Should I load test from a single machine or multiple machines?

A single machine can typically generate 30,000-50,000 outbound WebSocket connections before hitting ephemeral port or file descriptor limits. For tests beyond that, use multiple client machines. Both Artillery and k6 support distributed execution. Artillery has a --cluster mode, and k6 offers the k6 Cloud service or you can orchestrate multiple k6 instances with Kubernetes. If you run from a single machine, make sure it is not the bottleneck: monitor its CPU and network usage during the test.

How do I load test WebSocket servers that require authentication?

Most load testing tools let you set custom headers on the initial HTTP upgrade request. In Artillery, use the headers block in your config. In k6, pass headers as the second argument to ws.connect(). For token-based auth, generate a pool of valid tokens before the test and distribute them across virtual users. For cookie-based auth, make an HTTP request to your login endpoint first, capture the cookie, and pass it to the WebSocket connection. The k6 HTTP and WebSocket APIs share a cookie jar, making this straightforward.

What is the difference between load testing and stress testing for WebSocket?

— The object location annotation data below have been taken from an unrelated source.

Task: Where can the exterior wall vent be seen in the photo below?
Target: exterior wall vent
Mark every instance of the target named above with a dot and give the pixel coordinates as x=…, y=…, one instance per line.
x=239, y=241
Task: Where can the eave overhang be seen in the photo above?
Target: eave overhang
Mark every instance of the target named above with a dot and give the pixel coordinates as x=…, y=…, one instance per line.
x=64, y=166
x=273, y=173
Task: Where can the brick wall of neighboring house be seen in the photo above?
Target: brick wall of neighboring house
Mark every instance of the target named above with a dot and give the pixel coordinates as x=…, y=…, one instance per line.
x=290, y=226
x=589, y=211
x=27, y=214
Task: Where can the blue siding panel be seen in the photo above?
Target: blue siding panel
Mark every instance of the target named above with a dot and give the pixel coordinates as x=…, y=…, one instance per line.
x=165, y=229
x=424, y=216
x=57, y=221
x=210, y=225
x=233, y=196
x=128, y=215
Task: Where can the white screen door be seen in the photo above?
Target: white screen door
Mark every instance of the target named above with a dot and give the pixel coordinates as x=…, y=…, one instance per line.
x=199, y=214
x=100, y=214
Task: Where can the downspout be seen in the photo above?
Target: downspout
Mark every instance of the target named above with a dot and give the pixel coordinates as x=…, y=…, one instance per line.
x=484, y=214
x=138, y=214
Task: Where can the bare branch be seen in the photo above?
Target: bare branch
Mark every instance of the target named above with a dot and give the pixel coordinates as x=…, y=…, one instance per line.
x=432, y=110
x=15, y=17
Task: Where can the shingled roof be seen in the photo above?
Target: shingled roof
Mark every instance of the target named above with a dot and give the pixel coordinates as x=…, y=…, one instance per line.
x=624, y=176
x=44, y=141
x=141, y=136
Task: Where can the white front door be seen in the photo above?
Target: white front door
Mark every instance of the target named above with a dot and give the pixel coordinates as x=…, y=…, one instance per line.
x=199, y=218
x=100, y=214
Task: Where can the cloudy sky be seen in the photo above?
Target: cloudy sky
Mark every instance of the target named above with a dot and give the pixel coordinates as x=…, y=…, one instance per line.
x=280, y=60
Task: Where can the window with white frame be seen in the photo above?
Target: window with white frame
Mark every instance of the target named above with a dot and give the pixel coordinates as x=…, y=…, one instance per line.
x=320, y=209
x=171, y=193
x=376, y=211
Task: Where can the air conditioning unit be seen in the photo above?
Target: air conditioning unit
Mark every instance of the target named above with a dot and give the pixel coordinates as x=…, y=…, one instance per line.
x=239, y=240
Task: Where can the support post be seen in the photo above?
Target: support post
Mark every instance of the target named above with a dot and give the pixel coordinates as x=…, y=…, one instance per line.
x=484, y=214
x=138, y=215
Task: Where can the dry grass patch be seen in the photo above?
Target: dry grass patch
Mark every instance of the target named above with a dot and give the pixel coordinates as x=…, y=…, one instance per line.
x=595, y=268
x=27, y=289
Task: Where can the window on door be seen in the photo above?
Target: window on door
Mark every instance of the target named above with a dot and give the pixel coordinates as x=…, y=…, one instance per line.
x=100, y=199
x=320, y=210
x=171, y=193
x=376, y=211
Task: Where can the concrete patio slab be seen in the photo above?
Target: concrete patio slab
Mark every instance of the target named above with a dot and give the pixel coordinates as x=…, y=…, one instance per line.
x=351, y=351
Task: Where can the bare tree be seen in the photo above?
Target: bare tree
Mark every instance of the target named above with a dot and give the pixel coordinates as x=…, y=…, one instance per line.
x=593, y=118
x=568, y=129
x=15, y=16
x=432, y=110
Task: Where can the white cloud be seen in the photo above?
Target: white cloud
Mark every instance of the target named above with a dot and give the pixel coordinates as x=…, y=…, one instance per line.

Load testing confirms your server handles the expected production load with acceptable latency and error rates. Stress testing pushes beyond expected limits to find the breaking point and observe how the server fails. Both are valuable. Run load tests regularly in CI to prevent regressions. Run stress tests periodically to understand your capacity ceiling and to verify that your server degrades gracefully, dropping new connections rather than crashing, for example, when it reaches its limit.